The results are shown in the Table 2.

Table 2 Variables of primary growth model: R2, SE(fit), growth rate, and lag phase

The obtained values of growth rate allowed to calculate the MSE for both matrices. The MSE results are as follows: for zucchini—0.45687 and cucumber—0.031971.

The visual representation of the observed growth rate with the predicted growth rate is shown in Figs. 3 and 4.

Fig. 3
figure 3

Comparison of observed and predicted growth rates of Listeria monocytogenes on zucchini. Circles zucchini incubated at 4 °C; square zucchini incubated at 25 °C; triangle zucchini incubated at 37 °C; gray line equivalence line

Fig. 4
figure 4

Comparison of observed and predicted growth rates of Listeria monocytogenes on cucumber. Triangle zucchini incubated at 4 °C; square zucchini incubated at 25 °C; circles zucchini incubated at 37 °C; gray line equivalence line

In the case of zucchini incubated at 4 °C, we are dealing with an ideal situation—the value of the observed growth rate matches the predicted one. There is a similar situation in the case of cucumber incubated at the same temperature. It is different in the case of zucchini and cucumber incubated at 25 °C, where a clear deviation of the value in the direction of the predicted growth rate was observed. It is a favorable situation as the observed growth of microorganisms is slower than the predicted one, leaving a margin of safety, which is preferable for the prediction. An opposite situation has place in the case of zucchini and cucumber incubated at 37 °C, where the observed growth rate is higher than the predicted one. This is a potentially unsafe situation as the microorganisms will continue to develop faster than it is predicted [21].

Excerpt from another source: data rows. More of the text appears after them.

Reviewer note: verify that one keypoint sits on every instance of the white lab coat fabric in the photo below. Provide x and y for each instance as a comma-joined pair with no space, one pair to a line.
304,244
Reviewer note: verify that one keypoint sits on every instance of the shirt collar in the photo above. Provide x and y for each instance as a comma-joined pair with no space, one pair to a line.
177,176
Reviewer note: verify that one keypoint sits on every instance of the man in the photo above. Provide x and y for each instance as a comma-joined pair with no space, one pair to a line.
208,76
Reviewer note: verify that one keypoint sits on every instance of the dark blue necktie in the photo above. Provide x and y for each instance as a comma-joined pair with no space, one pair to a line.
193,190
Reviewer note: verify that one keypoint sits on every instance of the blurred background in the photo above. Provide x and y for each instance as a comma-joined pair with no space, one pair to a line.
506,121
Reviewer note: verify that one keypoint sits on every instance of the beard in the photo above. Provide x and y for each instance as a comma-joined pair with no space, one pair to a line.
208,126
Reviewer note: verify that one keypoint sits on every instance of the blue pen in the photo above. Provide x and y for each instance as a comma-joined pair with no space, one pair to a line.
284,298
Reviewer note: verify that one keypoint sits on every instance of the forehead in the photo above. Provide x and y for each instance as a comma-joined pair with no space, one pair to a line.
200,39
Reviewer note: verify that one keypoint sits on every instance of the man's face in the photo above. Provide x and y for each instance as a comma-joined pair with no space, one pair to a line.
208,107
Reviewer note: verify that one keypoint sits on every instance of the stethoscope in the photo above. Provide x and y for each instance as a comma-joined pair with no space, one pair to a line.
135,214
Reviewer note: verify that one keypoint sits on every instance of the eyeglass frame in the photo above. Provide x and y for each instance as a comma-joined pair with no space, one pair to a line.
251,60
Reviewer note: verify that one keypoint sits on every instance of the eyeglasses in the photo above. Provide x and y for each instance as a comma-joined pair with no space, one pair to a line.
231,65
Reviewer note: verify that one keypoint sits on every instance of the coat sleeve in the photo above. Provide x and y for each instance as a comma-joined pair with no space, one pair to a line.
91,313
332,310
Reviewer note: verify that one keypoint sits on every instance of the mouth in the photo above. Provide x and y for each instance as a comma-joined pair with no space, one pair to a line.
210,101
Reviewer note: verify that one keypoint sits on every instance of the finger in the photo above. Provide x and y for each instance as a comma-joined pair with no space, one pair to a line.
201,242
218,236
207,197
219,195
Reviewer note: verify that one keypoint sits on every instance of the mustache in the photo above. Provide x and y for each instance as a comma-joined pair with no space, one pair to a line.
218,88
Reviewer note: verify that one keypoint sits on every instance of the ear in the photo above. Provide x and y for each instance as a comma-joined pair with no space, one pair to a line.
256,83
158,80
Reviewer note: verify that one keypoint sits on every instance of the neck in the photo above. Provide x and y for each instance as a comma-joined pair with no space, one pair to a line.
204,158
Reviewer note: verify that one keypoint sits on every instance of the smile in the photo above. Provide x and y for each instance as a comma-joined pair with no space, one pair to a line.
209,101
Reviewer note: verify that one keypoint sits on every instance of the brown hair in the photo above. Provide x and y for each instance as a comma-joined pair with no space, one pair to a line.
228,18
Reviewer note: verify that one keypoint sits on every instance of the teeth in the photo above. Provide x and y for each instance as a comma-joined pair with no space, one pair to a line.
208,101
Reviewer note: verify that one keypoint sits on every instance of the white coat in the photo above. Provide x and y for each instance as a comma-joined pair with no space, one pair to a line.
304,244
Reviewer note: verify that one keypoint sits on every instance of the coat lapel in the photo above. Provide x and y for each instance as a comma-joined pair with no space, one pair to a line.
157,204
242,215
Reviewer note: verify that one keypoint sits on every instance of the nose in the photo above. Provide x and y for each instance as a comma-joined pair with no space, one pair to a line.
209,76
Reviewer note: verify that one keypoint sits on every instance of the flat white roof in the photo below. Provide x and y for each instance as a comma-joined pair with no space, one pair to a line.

The growth rate values obtained via DMFit allow to obtain a secondary Ratkowsky model. As it was already mentioned, A f and B f factors are used in the validation of this model.

The shown charts, based on the Ratkowsky model, allow to state that in the case of both matrices, the growth rate increases with the increase in temperature. At a storage temperature of 37 °C, a state noticed during the visual validation of the model is reached—the value of the observed growth rate is higher than the predicted one, this was also observed by other authors [6, 13, 17]. Charts illustrating secondary Ratkowsky modeling are shown in Figs. 5 and 6.

Fig. 5
figure 5

Result of secondary Ratakowsky modeling for cucumber. Circle predicted growth rate; square observed growth rate

Fig. 6
figure 6

Results for secondary Ratakowsky modeling for zucchini. Circle predicted growth rate; square observed growth rate

The A f and B f values describing this model are shown in Table 3.

Table 3 Variables of secondary modeling: A f and B f

In the case of the A f factor, the lowest values are considered the most precise as this factor indicates by how much the prediction differs from the observed values, so it can be stated that despite the similar values of this factor, the best matched growth model is the cucumber model.

The B f factor shows the overall deviation of the model. Obtained values higher than 1 are the potentially unsafe models, these also include the models shown here, which confirms the earlier visual analysis of charts.

Conclusion

Using the growth model of Listeria monocytogenes on zucchini and cucumber, it has been proven that the most beneficial temperature, in which they should be stored, is 4 °C. At the same time, it is suggested to minimize the possibility of their contact with temperatures above 30 °C, because of the observed rapid growth of this pathogen on tested food products.

The obtained results and models show the significance of experimental validations of predictions generated by programmes such as the ComBase Predictor. At this stage, data obtained this way may only be treated as a suggestion and not an incontestable determinant of food product storage. Based on the presented results, it was observed that the yield of Listeria monocytogenes at 37 °C, on both matrices, is a few times higher than the predicted one. It could become a dangerous situation in the future due to a rise in the amount of diseases caused by inaccurate predictions. It is suggested to continue research on the validation of generated data and confront it with that obtained experimentally.